I think it's still true, and I think this is a crunch time for the firms that flooded the marketing industry selling the dream of big data. They're maturing, they need to get out from under the wing of their startup funders, and that means they need to start developing proper business models that attract customers and generate revenue.
Based on what I wrote above, I think there are four business models where big data will make a serious impact on the marketing industry. They are:
- Adding good-quality behavioural data into the econometric models used occasionally in strategic planning.
- Supplying metrics which can be used to measure and improve the ongoing performance of advertising content and media.
- Supplying metrics as inputs to advertising effectiveness research and brand tracking.

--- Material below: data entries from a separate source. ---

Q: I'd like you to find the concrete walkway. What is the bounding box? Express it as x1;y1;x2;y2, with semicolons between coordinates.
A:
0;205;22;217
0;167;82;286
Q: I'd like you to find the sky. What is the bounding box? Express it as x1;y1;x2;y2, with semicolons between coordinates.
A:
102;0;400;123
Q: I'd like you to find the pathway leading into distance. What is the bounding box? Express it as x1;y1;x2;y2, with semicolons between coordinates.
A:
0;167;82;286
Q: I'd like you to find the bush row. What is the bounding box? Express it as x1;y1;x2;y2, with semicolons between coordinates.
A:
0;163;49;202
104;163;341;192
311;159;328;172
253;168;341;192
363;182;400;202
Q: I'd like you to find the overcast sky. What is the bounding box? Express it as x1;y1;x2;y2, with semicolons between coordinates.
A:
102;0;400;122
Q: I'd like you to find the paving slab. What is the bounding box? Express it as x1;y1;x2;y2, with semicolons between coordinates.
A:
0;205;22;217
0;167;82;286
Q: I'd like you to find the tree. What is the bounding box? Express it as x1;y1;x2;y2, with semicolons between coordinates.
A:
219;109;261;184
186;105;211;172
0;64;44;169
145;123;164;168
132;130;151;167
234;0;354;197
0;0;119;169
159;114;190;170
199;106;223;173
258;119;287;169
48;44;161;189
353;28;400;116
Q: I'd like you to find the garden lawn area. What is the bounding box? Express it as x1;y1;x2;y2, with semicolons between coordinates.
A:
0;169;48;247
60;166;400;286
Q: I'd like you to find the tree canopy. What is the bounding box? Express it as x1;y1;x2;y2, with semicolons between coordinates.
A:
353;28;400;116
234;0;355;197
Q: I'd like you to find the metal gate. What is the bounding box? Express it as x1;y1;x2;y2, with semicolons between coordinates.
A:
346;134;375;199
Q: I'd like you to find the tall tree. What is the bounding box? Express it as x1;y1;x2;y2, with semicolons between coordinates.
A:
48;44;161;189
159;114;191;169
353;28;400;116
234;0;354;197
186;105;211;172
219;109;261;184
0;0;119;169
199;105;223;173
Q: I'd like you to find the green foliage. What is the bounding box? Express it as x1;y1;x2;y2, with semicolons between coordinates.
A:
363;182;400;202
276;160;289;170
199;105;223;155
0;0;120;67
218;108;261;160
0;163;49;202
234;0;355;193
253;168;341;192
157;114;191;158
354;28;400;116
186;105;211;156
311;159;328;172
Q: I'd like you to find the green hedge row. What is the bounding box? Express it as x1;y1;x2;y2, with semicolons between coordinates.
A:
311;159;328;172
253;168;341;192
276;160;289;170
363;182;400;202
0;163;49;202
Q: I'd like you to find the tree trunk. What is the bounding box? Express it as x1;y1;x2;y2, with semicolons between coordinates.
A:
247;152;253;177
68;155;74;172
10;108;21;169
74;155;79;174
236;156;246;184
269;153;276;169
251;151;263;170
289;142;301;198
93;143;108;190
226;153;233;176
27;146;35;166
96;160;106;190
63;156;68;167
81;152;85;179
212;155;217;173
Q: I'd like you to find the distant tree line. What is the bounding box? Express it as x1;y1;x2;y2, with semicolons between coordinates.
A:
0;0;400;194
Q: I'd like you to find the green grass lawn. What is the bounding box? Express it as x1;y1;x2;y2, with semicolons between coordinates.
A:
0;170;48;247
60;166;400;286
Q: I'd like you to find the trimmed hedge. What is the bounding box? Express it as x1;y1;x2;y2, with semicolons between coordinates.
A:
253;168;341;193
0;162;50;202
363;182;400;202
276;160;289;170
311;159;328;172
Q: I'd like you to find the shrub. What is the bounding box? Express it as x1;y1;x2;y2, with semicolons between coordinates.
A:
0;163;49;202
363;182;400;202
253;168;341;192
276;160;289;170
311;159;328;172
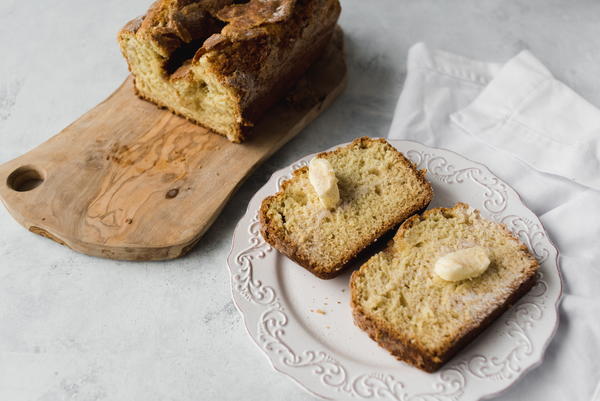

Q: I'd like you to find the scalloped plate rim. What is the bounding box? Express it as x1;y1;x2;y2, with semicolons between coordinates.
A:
227;138;564;401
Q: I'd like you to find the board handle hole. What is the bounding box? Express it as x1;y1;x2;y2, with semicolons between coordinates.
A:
6;166;44;192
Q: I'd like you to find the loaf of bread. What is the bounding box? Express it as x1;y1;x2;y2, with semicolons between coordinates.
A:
350;204;539;372
118;0;340;142
259;137;433;279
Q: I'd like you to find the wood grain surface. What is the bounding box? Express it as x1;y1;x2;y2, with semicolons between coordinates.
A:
0;28;346;260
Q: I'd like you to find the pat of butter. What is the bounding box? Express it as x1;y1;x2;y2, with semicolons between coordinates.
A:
433;246;490;281
308;157;340;209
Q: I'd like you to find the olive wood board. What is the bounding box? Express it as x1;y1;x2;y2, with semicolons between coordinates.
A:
0;34;346;260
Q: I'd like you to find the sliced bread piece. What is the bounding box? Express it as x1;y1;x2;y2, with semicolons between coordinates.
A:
260;137;433;279
350;203;539;372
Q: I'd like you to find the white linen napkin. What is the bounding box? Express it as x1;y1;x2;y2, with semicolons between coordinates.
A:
389;43;600;401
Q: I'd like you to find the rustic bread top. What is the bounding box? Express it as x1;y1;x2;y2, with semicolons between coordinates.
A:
120;0;341;106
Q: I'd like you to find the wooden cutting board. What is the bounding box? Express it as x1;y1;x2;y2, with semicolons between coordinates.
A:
0;28;346;260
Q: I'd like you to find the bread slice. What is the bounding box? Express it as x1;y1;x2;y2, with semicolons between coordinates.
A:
350;203;539;372
118;0;340;142
260;137;433;279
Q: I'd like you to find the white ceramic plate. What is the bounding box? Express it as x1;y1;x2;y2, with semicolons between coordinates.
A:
228;141;561;401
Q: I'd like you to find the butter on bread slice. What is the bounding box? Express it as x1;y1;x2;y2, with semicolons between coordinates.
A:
350;203;539;372
259;137;433;279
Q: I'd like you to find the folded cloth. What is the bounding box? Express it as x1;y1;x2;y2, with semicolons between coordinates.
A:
389;43;600;401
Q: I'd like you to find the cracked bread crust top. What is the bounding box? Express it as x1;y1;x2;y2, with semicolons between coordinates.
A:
119;0;341;142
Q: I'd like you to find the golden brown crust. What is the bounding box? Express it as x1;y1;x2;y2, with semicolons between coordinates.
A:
119;0;341;142
259;137;433;279
350;203;539;373
350;272;536;373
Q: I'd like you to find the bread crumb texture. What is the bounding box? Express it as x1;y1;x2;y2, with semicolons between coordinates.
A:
260;137;432;278
351;204;539;367
118;0;340;142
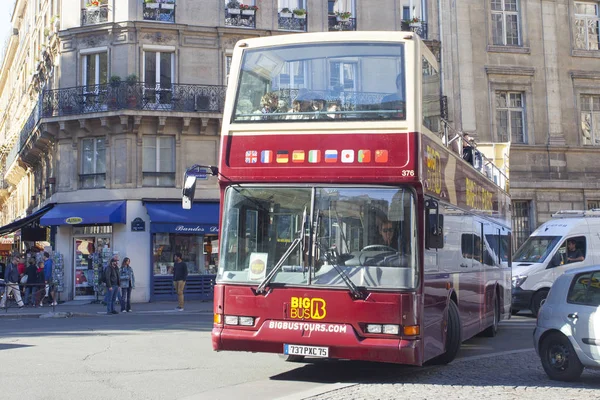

- Increasing the speed and breadth of information-gathering during crisis/reputation management situations.
None of these things - marketing strategy, media measurement, advertising research and crisis management - is new. Extra data and new technologies improve them rather than transforming them. Because of that, the data has to be additive: it needs to let marketers see or do what they saw or did previously, but better.
The winners are likely to be organisations who understand what data marketers already have, and how they use it: management consultancies, media agencies, and research agencies in particular. The most successful start-ups will target these relentlessly and concentrate on being useful rather than sounding smart. This is likely to be a bumpy transition for firms who have thrived on VC money rather than customer revenue for so long.
As the market matures, biggest red herrings will be the things that today sound the whizziest: ad-hoc predictive modelling, sentiment analysis, customer lifecycle modelling and automated adaptive advertising. All of these sound (and are) extremely smart, but they're a bad fit for what brand marketers want to be able to know and do, and how consumers behave in most categories. They make for a good sales pitch but a high-risk business model.